Key words: arts-methods; body; digital; embodiment; interdisciplinary; methods; post-humanism; post-methods
Access paper: http://qrj.sagepub.com/content/early/2016/07/19/1468794116656036.abstract
Jewitt, C., Xambó, A., and Price, S. (2016) Exploring methodological innovation in the social sciences: the body in digital environments and the arts, International Journal of Social Research Methodology
Abstract
In this paper we examine methodological innovation in the social sciences through a focus on researching the body in digital environments. There are two strands to our argument as to why this is a useful site to explore methodological innovation in the social sciences. First, researching the body in digital environments places new methodological demands on social science. Second, as an area of interest at the intersection of the social sciences and the arts, it provides a focus for exploring how social science innovation can be informed by engagement with the arts, in this instance how the arts work with the body in digital environments and take up social science ideas in novel ways. We argue that social science engagement with the arts and the relatively unmapped terrain of the body in digital environments has the potential to open up spaces for innovative social science questions and methods: spaces, questions and methods that have potential for more general social science methodological innovation. We draw on the findings of the Methodological Innovation in Digital Arts and Social Sciences (MIDAS) project a multi-site ethnography of the research ecologies of the social sciences and the arts related to the body in digital environments. We propose a continuum of methodological innovation that attends to how methods are moved across research contexts and disciplines, in this instance the social sciences and the digital arts. We illustrate and discuss the innovative potential of expanding and re–situating methods across the social sciences and the arts, the transfer of methods and concepts across disciplinary borders and the interdisciplinary generation of new methods. We discuss the catalysts and challenges for social science methodological innovation in relation to the digital and the arts, with attention to how the social sciences might engage with the arts towards innovative research.

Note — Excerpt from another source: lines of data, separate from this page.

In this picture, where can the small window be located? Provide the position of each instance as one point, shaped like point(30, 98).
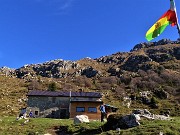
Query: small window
point(92, 109)
point(53, 99)
point(36, 113)
point(80, 109)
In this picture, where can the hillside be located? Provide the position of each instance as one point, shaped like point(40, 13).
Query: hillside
point(150, 68)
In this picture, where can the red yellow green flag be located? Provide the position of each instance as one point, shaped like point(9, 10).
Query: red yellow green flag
point(169, 18)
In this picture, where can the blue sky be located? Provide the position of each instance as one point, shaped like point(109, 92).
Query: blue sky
point(35, 31)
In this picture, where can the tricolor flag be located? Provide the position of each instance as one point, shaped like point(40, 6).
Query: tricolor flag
point(169, 18)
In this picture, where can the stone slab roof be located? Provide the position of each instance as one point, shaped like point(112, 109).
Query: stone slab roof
point(63, 94)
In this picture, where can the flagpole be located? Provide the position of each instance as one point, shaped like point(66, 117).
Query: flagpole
point(178, 27)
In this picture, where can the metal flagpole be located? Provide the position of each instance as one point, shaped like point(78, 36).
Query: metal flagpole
point(178, 27)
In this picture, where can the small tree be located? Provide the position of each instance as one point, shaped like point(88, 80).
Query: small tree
point(52, 86)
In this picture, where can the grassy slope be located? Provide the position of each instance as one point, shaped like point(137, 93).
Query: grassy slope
point(9, 125)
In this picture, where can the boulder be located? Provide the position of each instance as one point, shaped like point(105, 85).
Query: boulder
point(81, 119)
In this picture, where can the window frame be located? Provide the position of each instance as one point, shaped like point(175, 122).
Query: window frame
point(83, 109)
point(92, 108)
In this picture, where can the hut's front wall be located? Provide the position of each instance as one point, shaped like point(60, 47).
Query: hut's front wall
point(53, 107)
point(88, 108)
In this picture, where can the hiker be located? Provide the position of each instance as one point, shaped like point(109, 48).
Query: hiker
point(31, 114)
point(103, 112)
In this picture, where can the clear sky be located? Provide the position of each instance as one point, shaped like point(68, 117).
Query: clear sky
point(36, 31)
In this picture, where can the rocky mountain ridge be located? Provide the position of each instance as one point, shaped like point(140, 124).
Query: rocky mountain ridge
point(148, 77)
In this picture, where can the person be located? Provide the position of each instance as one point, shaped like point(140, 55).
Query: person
point(103, 112)
point(31, 114)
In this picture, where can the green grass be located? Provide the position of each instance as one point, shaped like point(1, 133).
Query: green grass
point(38, 126)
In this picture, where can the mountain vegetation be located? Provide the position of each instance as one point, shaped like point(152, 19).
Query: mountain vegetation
point(148, 76)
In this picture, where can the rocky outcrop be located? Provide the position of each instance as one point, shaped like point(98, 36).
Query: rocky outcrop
point(81, 119)
point(134, 61)
point(7, 71)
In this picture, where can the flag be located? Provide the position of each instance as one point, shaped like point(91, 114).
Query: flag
point(169, 18)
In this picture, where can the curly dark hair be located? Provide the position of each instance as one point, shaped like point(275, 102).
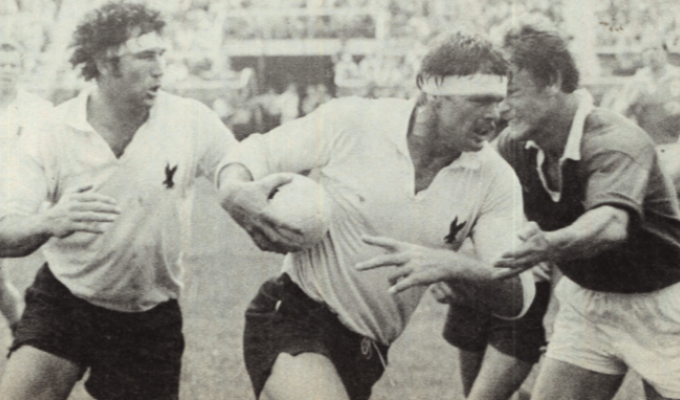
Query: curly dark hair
point(544, 54)
point(109, 26)
point(460, 54)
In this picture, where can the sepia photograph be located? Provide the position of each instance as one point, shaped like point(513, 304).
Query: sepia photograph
point(340, 199)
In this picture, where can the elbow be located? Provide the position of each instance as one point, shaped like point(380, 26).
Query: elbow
point(616, 231)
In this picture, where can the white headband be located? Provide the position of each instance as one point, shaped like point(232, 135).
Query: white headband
point(465, 85)
point(138, 44)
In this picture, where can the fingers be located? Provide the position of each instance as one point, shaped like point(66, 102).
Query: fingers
point(88, 227)
point(508, 273)
point(93, 217)
point(98, 207)
point(529, 230)
point(272, 182)
point(264, 243)
point(384, 260)
point(90, 197)
point(441, 292)
point(83, 188)
point(384, 242)
point(271, 223)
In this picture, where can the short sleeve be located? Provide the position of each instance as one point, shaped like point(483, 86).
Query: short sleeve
point(24, 185)
point(619, 179)
point(299, 145)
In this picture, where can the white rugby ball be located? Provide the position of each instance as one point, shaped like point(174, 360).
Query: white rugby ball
point(303, 204)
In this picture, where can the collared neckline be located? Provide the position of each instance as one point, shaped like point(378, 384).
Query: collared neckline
point(572, 149)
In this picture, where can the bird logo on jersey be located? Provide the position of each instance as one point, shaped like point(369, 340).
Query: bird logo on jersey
point(454, 229)
point(169, 174)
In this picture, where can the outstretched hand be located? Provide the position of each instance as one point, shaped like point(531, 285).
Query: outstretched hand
point(421, 266)
point(535, 248)
point(246, 203)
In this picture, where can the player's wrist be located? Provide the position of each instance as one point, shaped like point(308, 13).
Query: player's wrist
point(42, 224)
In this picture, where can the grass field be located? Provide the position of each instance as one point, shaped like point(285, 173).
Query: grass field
point(224, 272)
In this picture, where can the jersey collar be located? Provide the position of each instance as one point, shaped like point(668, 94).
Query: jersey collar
point(572, 150)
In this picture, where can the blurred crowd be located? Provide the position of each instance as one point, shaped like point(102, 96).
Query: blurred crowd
point(199, 29)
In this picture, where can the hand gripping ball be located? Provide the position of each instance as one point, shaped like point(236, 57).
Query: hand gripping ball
point(303, 204)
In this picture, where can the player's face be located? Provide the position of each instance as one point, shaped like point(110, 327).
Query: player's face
point(10, 69)
point(464, 123)
point(527, 105)
point(138, 75)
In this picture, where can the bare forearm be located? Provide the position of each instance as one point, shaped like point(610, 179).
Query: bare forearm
point(594, 232)
point(21, 235)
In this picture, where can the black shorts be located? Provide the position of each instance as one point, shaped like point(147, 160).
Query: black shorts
point(130, 355)
point(472, 330)
point(283, 319)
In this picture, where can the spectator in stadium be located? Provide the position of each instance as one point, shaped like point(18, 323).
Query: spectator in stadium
point(600, 208)
point(652, 99)
point(409, 182)
point(18, 110)
point(118, 166)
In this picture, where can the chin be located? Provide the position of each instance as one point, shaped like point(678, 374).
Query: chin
point(520, 131)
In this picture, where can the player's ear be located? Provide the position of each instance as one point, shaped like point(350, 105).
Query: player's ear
point(104, 66)
point(555, 85)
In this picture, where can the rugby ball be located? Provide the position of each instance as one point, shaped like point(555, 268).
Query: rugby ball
point(303, 204)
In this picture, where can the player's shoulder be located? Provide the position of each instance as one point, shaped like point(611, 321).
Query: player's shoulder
point(608, 131)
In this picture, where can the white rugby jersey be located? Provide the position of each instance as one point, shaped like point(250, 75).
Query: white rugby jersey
point(136, 263)
point(26, 111)
point(359, 148)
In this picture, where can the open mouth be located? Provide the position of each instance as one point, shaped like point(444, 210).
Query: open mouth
point(153, 91)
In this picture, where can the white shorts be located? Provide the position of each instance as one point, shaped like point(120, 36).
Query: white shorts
point(611, 332)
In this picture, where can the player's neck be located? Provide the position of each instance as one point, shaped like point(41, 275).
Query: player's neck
point(553, 136)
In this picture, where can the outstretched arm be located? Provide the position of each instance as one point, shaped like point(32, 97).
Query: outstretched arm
point(472, 281)
point(79, 211)
point(596, 231)
point(246, 200)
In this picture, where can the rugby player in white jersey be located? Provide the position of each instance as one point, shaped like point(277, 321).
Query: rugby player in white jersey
point(408, 181)
point(119, 167)
point(18, 109)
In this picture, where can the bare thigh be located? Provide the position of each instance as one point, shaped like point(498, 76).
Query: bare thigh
point(500, 376)
point(305, 376)
point(559, 380)
point(33, 374)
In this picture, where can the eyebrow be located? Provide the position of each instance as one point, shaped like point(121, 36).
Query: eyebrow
point(486, 98)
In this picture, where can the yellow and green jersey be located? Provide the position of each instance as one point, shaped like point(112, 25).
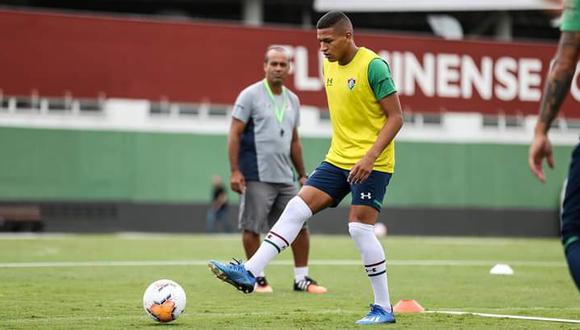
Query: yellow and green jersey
point(353, 92)
point(571, 16)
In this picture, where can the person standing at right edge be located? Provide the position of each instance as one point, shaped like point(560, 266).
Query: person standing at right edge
point(555, 91)
point(366, 116)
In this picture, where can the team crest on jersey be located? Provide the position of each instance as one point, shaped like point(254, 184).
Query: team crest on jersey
point(351, 83)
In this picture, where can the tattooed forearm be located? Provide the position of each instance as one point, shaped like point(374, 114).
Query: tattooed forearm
point(556, 90)
point(560, 77)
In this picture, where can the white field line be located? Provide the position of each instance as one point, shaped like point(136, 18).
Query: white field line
point(145, 263)
point(502, 316)
point(221, 314)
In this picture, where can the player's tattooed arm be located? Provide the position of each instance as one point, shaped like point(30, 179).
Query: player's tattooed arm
point(560, 77)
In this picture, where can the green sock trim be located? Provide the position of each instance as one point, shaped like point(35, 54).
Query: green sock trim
point(569, 241)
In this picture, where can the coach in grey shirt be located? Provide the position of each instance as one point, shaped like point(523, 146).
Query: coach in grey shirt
point(263, 145)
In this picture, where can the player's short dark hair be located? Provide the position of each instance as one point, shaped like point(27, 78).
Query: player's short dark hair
point(332, 18)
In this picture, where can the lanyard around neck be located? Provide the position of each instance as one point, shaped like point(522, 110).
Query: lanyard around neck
point(278, 109)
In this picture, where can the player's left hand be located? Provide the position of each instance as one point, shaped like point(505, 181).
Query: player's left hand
point(361, 170)
point(539, 149)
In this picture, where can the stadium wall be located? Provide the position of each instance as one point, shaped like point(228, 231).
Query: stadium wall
point(54, 54)
point(152, 180)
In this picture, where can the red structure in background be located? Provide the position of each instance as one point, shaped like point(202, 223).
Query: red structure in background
point(194, 62)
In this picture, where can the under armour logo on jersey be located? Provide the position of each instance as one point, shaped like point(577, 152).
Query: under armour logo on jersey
point(351, 82)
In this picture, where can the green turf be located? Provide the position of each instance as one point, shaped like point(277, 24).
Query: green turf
point(109, 297)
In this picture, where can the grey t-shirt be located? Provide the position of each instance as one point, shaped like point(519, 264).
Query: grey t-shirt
point(265, 143)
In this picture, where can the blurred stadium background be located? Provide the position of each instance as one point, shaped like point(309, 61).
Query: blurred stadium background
point(114, 114)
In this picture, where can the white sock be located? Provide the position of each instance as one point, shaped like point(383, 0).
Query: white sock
point(300, 273)
point(373, 257)
point(282, 234)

Xambó, A., Jewitt, C. and Price, S. (2014) Towards an integrated methodological framework for understanding embodiment in HCI. In Proceedings of the SIGCHI Conference on Human Factors in Computer Systems. ACM.
Abstract: The third wave in HCI reveals how embodiment matters in post-WIMP computing systems. Yet it is still unclear what methods provide effective insight into the nature of embodiment in HCI in relation to both design and use. This paper presents work in progress on MIDAS, a cross-disciplinary methodological research project on embodiment and technology exploring synergies across the fields of Digital Arts and Social Sciences. We argue that exploiting these synergies can contribute towards an integrated, innovative and progressive framework for understanding digital body interactions. We introduce the 5 ongoing case studies that inform MIDAS, outline the project’s use of multimodal ethnography, and discuss two emerging themes: ‘conceptualising the body’ and ‘the sensory’, which will contribute to a methodological framework for informing future design, analysis and evaluation of HCI systems.